I realize they're always excited on Fast Money. But it's just that everyone gets so bullish with their buy calls AFTER the big run. Same thing over and over again.
Cheers.
Posted by: muckdog | July 17, 2009 at 05:08 PM
Another excellent post :)
I would just add to "Market Pundits" the fact they many are pushing their position. Everyone on CNBC, e.g., is telling you to do what they have already done (at best).

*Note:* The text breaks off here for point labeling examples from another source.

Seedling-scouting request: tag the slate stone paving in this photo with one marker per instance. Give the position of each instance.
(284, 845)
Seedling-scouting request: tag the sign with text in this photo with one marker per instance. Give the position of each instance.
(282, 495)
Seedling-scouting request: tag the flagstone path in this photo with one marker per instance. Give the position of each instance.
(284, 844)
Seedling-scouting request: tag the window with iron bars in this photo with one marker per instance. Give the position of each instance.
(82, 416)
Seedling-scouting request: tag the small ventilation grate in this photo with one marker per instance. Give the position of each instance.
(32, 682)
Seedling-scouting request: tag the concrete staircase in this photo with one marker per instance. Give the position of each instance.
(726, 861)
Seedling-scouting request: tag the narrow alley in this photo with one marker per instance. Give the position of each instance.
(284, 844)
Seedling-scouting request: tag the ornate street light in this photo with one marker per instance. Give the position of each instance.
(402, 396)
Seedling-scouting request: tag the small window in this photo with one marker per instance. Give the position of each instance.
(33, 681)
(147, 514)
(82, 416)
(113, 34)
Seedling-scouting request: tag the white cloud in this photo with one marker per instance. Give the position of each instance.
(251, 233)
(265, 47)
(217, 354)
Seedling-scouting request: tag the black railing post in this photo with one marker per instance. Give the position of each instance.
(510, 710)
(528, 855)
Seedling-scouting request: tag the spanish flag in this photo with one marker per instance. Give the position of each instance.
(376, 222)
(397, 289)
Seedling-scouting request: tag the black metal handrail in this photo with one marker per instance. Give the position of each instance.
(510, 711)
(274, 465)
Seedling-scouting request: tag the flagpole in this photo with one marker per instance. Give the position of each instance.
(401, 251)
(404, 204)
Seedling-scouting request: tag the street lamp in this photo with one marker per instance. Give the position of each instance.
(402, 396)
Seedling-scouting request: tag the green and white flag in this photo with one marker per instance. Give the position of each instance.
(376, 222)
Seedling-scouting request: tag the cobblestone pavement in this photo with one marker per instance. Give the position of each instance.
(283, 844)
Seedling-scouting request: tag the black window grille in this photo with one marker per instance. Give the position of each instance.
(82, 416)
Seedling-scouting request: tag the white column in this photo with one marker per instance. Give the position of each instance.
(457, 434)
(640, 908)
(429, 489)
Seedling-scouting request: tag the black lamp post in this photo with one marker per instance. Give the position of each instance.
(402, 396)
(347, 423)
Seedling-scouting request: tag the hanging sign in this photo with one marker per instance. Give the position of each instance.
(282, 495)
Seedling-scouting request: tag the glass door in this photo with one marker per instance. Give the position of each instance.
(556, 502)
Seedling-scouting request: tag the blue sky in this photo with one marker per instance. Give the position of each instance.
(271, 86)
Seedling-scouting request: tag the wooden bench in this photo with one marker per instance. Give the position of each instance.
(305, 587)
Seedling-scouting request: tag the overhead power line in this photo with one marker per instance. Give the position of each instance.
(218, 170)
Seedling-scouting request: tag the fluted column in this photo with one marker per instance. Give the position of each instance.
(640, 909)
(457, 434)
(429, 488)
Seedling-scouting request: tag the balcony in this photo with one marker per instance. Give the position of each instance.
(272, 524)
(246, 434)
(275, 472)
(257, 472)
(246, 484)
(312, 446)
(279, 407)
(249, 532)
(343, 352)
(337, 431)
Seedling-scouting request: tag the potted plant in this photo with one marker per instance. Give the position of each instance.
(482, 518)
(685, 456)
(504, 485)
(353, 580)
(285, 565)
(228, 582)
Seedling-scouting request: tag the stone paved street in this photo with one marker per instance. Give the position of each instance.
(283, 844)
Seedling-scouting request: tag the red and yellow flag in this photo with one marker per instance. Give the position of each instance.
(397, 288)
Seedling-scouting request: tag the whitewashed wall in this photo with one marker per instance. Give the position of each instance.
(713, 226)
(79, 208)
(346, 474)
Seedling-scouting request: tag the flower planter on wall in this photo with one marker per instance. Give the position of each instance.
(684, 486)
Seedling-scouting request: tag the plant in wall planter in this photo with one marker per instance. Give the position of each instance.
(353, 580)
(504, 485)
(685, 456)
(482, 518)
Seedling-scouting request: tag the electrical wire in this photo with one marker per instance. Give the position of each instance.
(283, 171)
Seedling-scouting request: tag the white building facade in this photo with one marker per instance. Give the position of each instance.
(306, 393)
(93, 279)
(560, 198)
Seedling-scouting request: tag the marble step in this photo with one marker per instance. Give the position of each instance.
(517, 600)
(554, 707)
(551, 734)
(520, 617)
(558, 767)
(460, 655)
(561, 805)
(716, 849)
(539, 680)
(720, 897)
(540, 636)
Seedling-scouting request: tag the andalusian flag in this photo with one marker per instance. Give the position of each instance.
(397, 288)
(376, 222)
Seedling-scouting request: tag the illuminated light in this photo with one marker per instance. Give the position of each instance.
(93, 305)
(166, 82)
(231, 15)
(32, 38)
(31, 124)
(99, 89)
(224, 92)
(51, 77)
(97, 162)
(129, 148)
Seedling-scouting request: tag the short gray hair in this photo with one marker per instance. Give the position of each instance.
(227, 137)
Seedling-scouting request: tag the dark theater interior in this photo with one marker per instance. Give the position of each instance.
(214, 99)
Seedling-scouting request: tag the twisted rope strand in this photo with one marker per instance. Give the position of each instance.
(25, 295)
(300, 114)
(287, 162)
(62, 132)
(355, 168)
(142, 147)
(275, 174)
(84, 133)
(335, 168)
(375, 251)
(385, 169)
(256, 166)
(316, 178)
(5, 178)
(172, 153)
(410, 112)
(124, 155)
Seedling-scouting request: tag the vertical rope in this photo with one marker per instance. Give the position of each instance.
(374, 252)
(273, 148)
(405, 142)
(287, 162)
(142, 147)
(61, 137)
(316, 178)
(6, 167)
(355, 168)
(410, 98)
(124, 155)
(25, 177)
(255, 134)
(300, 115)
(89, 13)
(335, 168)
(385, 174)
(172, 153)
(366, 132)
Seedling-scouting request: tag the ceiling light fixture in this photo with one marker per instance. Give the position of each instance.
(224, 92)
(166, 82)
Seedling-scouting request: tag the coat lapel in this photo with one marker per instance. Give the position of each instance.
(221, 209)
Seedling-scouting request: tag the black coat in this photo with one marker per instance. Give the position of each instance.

Another bias is time horizon. If we are trying to rebuild our retirement portfolios, and we have 10-25 years until retirement, that is a completely different time horizon than every "pro" in the financial media. They are probably looking out 3 months (if not 3 days). Therefore, if we are in a sideways market or slightly down market for the month, they will be bearish. But if this is a generational buying opportunity, where stocks bought anytime from 3/1/09 to 12/31/09 will return 12-15% per year (looking back 10-25 years from now), then being bearish, or trying to time short term, is a horrible move long term.